Rapat pleno yang dijalankan oleh KPU juga sangat transparan. Bahkan dalam prosesnya, ada saksi yang hadir yang merupakan representasi dari calon yang menjadi peserta pemilu. Bahkan para saksi pun tetap mendapatkan salinan hasil pemilu yang bisa diserahkan kepada peserta pemilu.
“Saksi itu wakil resmi peserta pemilu yang hadir di forum dengan surat mandat.
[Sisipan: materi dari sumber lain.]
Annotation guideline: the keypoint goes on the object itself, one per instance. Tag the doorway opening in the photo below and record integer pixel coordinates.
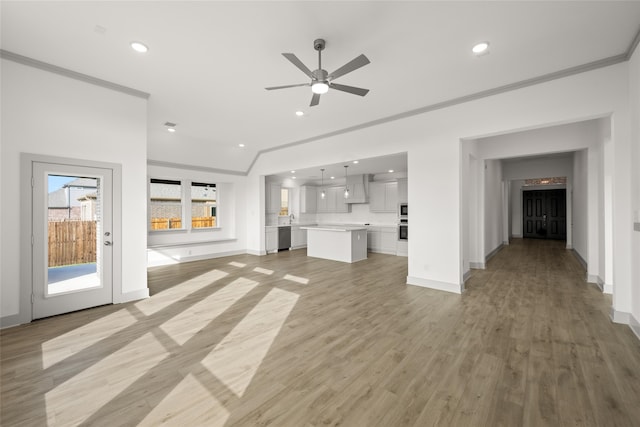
(544, 214)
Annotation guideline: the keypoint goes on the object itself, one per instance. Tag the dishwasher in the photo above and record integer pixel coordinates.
(284, 238)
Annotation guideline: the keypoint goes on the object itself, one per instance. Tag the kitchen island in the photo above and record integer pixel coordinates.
(337, 243)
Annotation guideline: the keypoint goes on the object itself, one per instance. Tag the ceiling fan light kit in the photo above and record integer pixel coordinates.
(321, 81)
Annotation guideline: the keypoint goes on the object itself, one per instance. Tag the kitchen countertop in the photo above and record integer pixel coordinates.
(335, 227)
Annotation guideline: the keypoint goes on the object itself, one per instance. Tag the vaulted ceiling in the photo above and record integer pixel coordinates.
(209, 62)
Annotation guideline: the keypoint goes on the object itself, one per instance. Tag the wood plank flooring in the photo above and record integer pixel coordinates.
(286, 340)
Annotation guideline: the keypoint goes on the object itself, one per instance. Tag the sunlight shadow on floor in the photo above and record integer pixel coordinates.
(236, 359)
(167, 297)
(189, 322)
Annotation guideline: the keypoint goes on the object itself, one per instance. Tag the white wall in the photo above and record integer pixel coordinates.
(493, 218)
(432, 141)
(579, 198)
(168, 247)
(634, 94)
(48, 114)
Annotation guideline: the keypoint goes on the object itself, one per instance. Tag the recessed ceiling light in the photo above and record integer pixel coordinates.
(480, 48)
(139, 47)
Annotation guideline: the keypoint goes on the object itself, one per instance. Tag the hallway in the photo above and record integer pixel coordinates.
(289, 340)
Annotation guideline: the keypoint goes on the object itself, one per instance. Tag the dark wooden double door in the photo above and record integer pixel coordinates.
(545, 214)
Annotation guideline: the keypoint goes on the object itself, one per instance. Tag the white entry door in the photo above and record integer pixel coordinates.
(72, 238)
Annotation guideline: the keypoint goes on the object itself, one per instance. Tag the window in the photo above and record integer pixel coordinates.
(203, 205)
(284, 202)
(165, 198)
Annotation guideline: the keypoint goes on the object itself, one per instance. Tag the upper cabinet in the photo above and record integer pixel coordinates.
(383, 196)
(333, 202)
(272, 198)
(403, 190)
(308, 199)
(357, 185)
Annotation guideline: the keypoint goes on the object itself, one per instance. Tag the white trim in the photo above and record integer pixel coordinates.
(134, 295)
(635, 326)
(620, 317)
(24, 60)
(593, 278)
(10, 321)
(493, 253)
(25, 314)
(434, 284)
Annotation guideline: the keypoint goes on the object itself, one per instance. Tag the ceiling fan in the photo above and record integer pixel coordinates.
(321, 81)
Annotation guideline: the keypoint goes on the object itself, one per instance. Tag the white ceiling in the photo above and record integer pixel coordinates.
(209, 62)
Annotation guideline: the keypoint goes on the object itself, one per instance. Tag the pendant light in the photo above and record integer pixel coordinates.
(346, 188)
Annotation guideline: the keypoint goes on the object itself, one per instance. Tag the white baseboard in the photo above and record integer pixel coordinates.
(10, 321)
(211, 256)
(133, 296)
(466, 275)
(434, 284)
(620, 317)
(635, 326)
(493, 253)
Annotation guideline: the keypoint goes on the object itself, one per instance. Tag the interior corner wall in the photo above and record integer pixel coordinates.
(579, 221)
(493, 219)
(170, 247)
(634, 95)
(49, 114)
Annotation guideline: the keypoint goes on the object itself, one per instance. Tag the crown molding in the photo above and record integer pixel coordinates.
(25, 60)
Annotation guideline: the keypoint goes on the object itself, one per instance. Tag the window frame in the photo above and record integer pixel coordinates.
(186, 205)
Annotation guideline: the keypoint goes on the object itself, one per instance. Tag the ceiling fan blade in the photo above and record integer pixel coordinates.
(351, 89)
(286, 86)
(295, 61)
(354, 64)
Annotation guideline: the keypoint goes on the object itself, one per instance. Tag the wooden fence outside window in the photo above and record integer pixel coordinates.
(71, 242)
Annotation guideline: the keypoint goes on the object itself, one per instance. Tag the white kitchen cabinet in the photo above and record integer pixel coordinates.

Dan mereka diberi salinan hasil pemilu yang baru saja ditetapkan,” jelasnya.
Sementara terkait dengan polemik waktu pengumuman rekapitulasi mengapa dilakukan saat dini hari, Pramono menjelaskan bahwa ternyata penetapan hasil rekapitulasi suara oleh KPU pada malam hari bukan barang baru dan pernah terjadi dalam proses pemilu di Indonesia.
Sebut saja Pilpres 2014 lalu. Pramono Ubaid menyampaikan bahwa saat Pemilihan Presiden dimana Prabowo dan Jokowi menjadi viral dalam kontestasi pemilu itu juga disahkan malam hari. Dan saat itu tidak ada publik yang mempersoalkan tentang kapan dan jam berapa hasil rekapitulasi pemilu itu disampaikan.
“KPU tetapkan hasil Pileg 2014 jelang 24.00 hari terakhir. Dulu tidak ada protes.
Bahkan pada saat Pilkada 2017 lalu pula, Pramono menyampaikan bahwa KPU pun mengumumkan hasil rekapitulasi pada tengah hari, bahkan juga bertepatan dengan hari libur.
“Dua tahun lalu, KPU DKI sahkan hasil rekap Pilgub Jakarta Putaran II pada Sabtu tengah malam sampai Minggu (29-30/4/2017) dini hari,” papar Pramono.
Dan lagi-lagi kata Pramono, tidak ada pula sikap protes dari masyarakat seperti saat ini.
“Apa saat itu ada yang protes, kenapa ditetapkan pas hari libur dan saatnya orang sudah tidur? Tidak ada,” tegasnya.